Selectively controlling the nucleation and anisotropic growth rate is known as the bottom‐up route. The most common method is to use a selective capping agent to reduce the surface energies of the adsorbed facets, or to change the order of surface energies of different facets, or to terminate the crystal growth of a selective facet. Figure 2.2 indicates how the solvents and capping agents can be used to tune the morphologies during the crystal growth [23]. The capping agents can be atomic or molecular species originating from a gas or liquid environment. As early as in 1986, it was found that H2S could cause drastic morphological changes of Pt nanocrystals [24]. Pt{100} facet had a stronger interaction with sulfur than Pt{111} facet, resulting in the formation of Pt nanocubes rather than Pt nanospheres. More capping agents are generally used in the solution‐phase synthesis.

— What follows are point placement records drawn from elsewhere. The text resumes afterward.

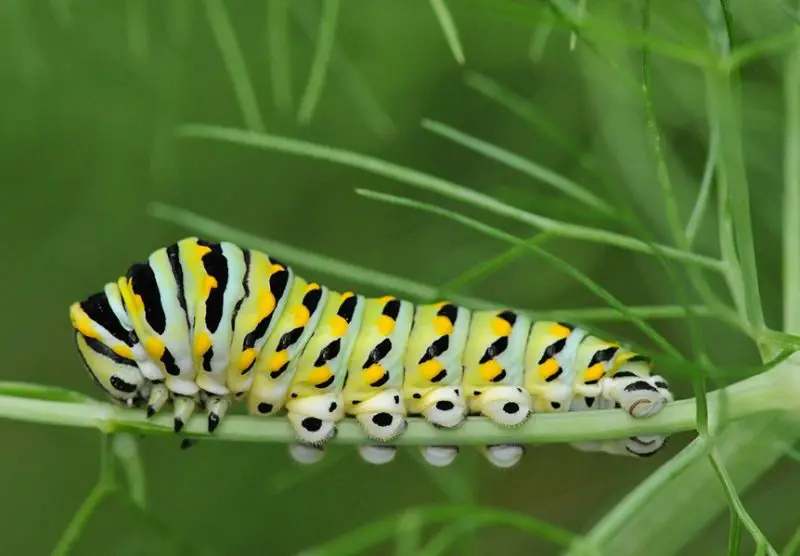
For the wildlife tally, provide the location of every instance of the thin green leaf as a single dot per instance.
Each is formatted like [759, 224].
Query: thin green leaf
[307, 259]
[579, 15]
[533, 169]
[319, 66]
[755, 50]
[408, 535]
[126, 449]
[62, 12]
[562, 265]
[791, 199]
[731, 168]
[104, 487]
[348, 75]
[703, 196]
[485, 268]
[284, 480]
[136, 23]
[687, 493]
[525, 110]
[232, 57]
[780, 340]
[449, 29]
[280, 57]
[736, 504]
[441, 186]
[540, 35]
[734, 534]
[40, 392]
[792, 548]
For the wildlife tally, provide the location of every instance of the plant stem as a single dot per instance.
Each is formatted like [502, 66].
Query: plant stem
[772, 391]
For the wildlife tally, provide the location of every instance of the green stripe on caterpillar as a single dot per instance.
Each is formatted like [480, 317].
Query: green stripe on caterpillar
[202, 325]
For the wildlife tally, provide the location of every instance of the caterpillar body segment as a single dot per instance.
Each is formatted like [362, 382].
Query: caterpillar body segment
[373, 390]
[637, 446]
[203, 324]
[315, 400]
[494, 367]
[432, 385]
[268, 288]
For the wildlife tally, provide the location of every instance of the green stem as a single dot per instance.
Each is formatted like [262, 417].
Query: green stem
[776, 390]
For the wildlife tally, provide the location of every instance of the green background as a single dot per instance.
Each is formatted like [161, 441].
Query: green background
[90, 96]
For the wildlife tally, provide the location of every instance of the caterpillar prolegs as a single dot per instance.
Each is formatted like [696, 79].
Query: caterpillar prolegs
[201, 325]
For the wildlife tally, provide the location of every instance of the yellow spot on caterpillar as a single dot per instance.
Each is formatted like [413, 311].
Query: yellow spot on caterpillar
[123, 351]
[154, 347]
[82, 323]
[501, 327]
[442, 326]
[278, 360]
[490, 370]
[201, 250]
[301, 315]
[202, 341]
[320, 375]
[338, 326]
[595, 372]
[266, 304]
[548, 368]
[246, 358]
[559, 330]
[430, 369]
[385, 325]
[209, 283]
[373, 373]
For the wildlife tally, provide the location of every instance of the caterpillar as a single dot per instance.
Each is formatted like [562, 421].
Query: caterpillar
[201, 325]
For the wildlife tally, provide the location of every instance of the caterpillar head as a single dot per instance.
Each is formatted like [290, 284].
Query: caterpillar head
[508, 406]
[382, 416]
[314, 418]
[445, 407]
[118, 377]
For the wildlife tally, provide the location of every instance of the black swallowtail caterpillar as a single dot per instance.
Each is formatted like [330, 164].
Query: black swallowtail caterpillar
[202, 324]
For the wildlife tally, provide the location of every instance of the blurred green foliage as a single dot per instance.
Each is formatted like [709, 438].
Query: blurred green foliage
[91, 94]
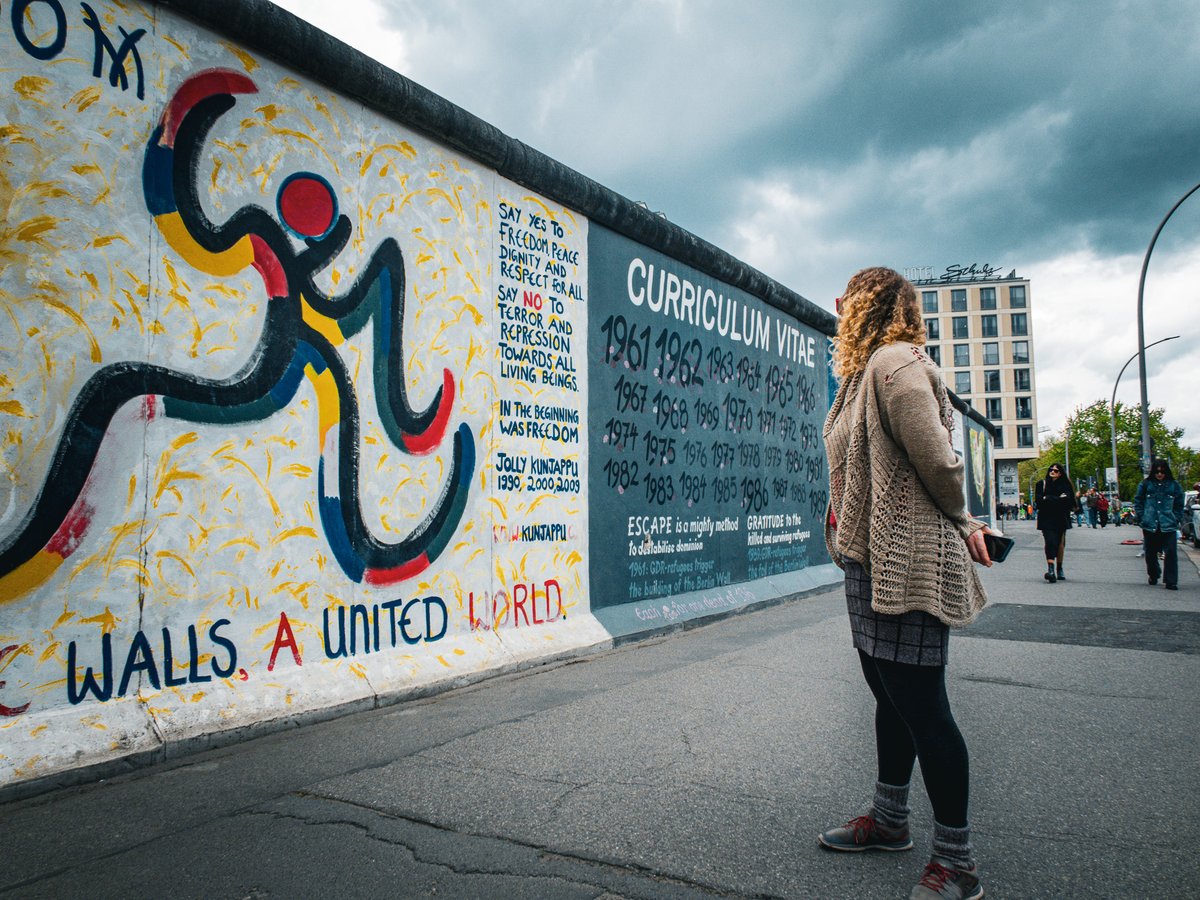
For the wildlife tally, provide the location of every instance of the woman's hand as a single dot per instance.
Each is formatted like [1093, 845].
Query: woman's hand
[978, 547]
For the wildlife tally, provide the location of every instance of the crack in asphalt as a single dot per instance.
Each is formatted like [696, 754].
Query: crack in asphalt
[628, 869]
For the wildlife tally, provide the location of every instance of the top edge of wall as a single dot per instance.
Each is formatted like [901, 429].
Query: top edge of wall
[970, 412]
[289, 40]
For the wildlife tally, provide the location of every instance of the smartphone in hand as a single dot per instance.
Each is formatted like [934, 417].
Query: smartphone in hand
[999, 546]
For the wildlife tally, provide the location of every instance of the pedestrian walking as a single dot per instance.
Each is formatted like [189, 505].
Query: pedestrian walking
[909, 571]
[1056, 502]
[1159, 507]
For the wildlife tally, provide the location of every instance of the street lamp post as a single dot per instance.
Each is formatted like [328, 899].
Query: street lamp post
[1113, 407]
[1141, 336]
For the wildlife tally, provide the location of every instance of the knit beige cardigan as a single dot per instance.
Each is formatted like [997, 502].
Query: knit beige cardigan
[895, 487]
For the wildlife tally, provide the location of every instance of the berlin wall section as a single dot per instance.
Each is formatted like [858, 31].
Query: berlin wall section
[307, 408]
[707, 467]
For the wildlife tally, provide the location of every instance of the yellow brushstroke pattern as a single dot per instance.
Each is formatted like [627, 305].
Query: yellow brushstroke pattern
[323, 325]
[249, 63]
[25, 577]
[30, 87]
[329, 408]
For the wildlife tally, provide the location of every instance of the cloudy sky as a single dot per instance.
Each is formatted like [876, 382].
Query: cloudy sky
[814, 138]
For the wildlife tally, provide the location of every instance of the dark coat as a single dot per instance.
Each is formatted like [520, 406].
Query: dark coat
[1056, 502]
[1159, 504]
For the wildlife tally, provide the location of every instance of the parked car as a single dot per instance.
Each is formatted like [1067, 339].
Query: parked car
[1189, 526]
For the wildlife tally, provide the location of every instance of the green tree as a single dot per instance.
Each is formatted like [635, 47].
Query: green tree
[1090, 431]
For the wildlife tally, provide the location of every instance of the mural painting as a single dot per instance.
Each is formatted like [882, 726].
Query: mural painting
[259, 353]
[303, 411]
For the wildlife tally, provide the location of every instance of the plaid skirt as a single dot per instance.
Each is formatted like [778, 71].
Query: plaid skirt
[913, 637]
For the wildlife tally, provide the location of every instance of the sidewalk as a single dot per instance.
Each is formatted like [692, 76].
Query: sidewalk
[697, 765]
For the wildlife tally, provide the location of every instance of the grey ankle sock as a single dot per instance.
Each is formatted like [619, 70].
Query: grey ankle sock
[891, 805]
[954, 845]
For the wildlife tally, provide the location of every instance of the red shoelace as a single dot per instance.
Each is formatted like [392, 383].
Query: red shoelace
[863, 828]
[936, 875]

For example, inorganic species such as bromides and organic species such as poly(vinylpyrrolidone) (PVP) are very popular for tailoring both metal [25–27] and semiconductor crystals [28–30].


Figure 2.2 Schematic of the effect of solvent and capping agents on the morphology control of crystal facets.

Source: Adapted from Liu et al. 2011 [23].

Selectivity and adsorption capability of the capping agents, regardless of organic or inorganic capping agents, are basically controlled by the density and arrangement of undercoordinated atoms on different surfaces. The capping agents stabilize these high‐energy surfaces by covering the undercoordinated atoms. This also means that the reactive sites on the surfaces are also likely to be covered. For instance, fluorine is the most frequently used capping agent for faceted TiO2 crystals. Fluorine always exists in the surface of as‐prepared faceted TiO2 crystals. Pan et al. demonstrated that the fluorine‐terminated anatase TiO2 crystals with different percentages of {001}/{101}/{010} facets have similar low photocatalytic performance. After the removal of fluorine by calcination, all TiO2 crystals exhibited much higher and diverse performance depending on the ratio of different facets. Although most studies suggest that the removal of the surface fluorine improves the performance in photocatalytic hydrogen evolution from water splitting with sacrificial agents, in some cases, the capping agents may also tune the activity and selectivity of the catalysts by involving in the catalytic process.

Another strategy to tailor the crystal morphology is via the top‐down route, where a starting particle sample is selectively etched to remove the undesirable facets. This method is more often used in the synthesis of semiconductors. The protective capping agents can be used to shield the desirable facets, leaving the uncapped and unwanted facets to be dissolved in the etching process. For instance, truncated octahedral Cu2O crystals can be synthesized via the hydrothermal method by using PVP as a capping agent. PVP is preferentially adsorbed on the Cu2O{111} facet. And then, in the following oxidative etching process, PVP can protect the Cu2O{111} facet. As a result, the truncated octahedral Cu2O crystals turned into a hollow structure with six {100} facets absent [31]. In some cases, even without any protective agents, selective etching can be used to prepare hollow structures, due to anisotropic corrosion of different facets. For example, a rectangular rutile TiO2 nanorod can be selectively etched along the [001] direction in hydrochloric acid, turning into a hollow rutile TiO2 tube. This is because the rutile TiO2{001} facets have a higher dissolution rate than the {110} facets [32].